I could create 100+ loops around each other and use bisection for each loop. This would eventually lead me to the solution, but take ages both to program (as I have no idea how to create n loops around each other without actually having to write the loops - which is also bad as I would like to increase/decrease the amount of variables easily) and to execute.
I was trying fminsearch, but as expected for that wast amount of variables - no way!
I would appreciate any ideas... Here is the code (this one the fminsearch I tried):
This is the run file:
clear all
clc
% parameter
z=1.2;
w=20;
lam=0.7;
tau=1;
N=1000;
t_min=1;
t_max=4;
M=6;
a_min=0.6;
a_max=0.8;
t=zeros(1,N);
alp=zeros(1,M);
p=zeros(1,M);
p_min=2;
p_max=1;
for i=1:N
t(i)= t_min + (i-1)*(t_max - t_min)/(N-1);
end
for i=1:M
alp(i)= a_min + (i-1)*(a_max - a_min)/(M-1);
p(i)= p_min + (i-1)*(p_max - p_min)/(M-1);
end
fun=#(p) david(p ,z,w,lam,tau,N,M,t,alp);
p0=p;
fminsearch(fun,p0)
And this is the program-file:
function crit=david(p, z,w,lam,tau,N,M,t,alp)
X = zeros(M,N);
pi = zeros(M,N);
C = zeros(1,N);
Xa=zeros(1,N);
Z=zeros(1,M);
rl=0.01;
rh=1.99;
EXD=140;
while (abs(EXD)>100)
r1=rl + 0.5*(rh-rl);
for i=1:M
for j=1:N
X(i,j)=min(w*(1+lam), (alp(i) * p(i) / r1)^(1/(1-alp(i))) * t(j)^((z-alp(i))/(1-alp(i))));
pi(i,j)=p(i) * t(j)^(z-alp(i)) * X(i,j)^(alp(i)) - r1*X(i,j);
end
end
[C,I] = max(pi);
Xa(1)=X(I(1),1);
for j=2:N
Xa(j)=X(I(j),j);
end
EXD=sum(Xa)- N*w;
if (abs(EXD)>100 && EXD>0)
rl=r1;
elseif (abs(EXD)>100 && EXD<0)
rh=r1;
end
end
Ya=zeros(M,N);
for j=1:N
Ya(I(j),j)=t(j)^(z-alp(I(j))) * X(I(j),j)^(alp(I(j)));
end
Yi=sum(Ya,2);
if (Yi(1)==0)
Z(1)=-50;
end
for j=2:M
if (Yi(j)==0)
Z(j)=-50;
else
Z(j)=(p(1)/p(j))^tau - Yi(j)/Yi(1);
end
end
zz=sum(abs(Z))
crit=(sum(abs(Z)));
First of all my recommendation: use your brain.
What do you know about the function, can you use a gradient approach, linearize the problem, or perhaps fix most of the variables?
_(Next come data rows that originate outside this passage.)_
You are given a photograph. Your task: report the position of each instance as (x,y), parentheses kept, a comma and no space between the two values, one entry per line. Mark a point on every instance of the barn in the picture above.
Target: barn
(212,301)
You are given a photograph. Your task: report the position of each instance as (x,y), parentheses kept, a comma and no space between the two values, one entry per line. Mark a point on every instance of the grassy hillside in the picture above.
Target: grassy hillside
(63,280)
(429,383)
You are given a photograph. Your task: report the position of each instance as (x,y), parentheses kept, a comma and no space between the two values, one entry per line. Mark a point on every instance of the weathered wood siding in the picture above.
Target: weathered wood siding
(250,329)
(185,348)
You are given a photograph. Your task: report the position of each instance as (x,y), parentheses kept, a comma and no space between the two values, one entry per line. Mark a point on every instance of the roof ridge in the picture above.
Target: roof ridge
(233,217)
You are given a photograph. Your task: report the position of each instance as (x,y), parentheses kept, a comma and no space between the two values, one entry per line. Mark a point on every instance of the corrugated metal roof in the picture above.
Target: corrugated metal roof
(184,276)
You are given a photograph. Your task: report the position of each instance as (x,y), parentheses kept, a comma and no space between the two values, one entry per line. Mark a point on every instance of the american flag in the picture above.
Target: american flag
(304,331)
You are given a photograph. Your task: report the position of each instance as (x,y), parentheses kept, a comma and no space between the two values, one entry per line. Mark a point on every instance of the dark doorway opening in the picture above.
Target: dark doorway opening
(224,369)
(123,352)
If not, think twice before you decide that you are really interested in all 100 variables and perhaps simplify the problem.
Now, if that is not possible read this:
If you found a way to quickly get a local optimum, you could simply wrap a loop around it to try different starting points and hope you will find a good optimum.
If you really need to make lots of loops (and a variable amount) I suppose it can be done with recursion, but it is not easily explained.
If you just quickly want to make a fixed number of loops inside each other this can easily be done in excel (hint: loop variables can be called t1,t2 ... )
If you really need to evaluate a function at a lot of points, probably creating all the points first using ndgrid and then evaluating them all at once is preferable. (Needless to say this will not be a nice solution for 100 nontrivial variables)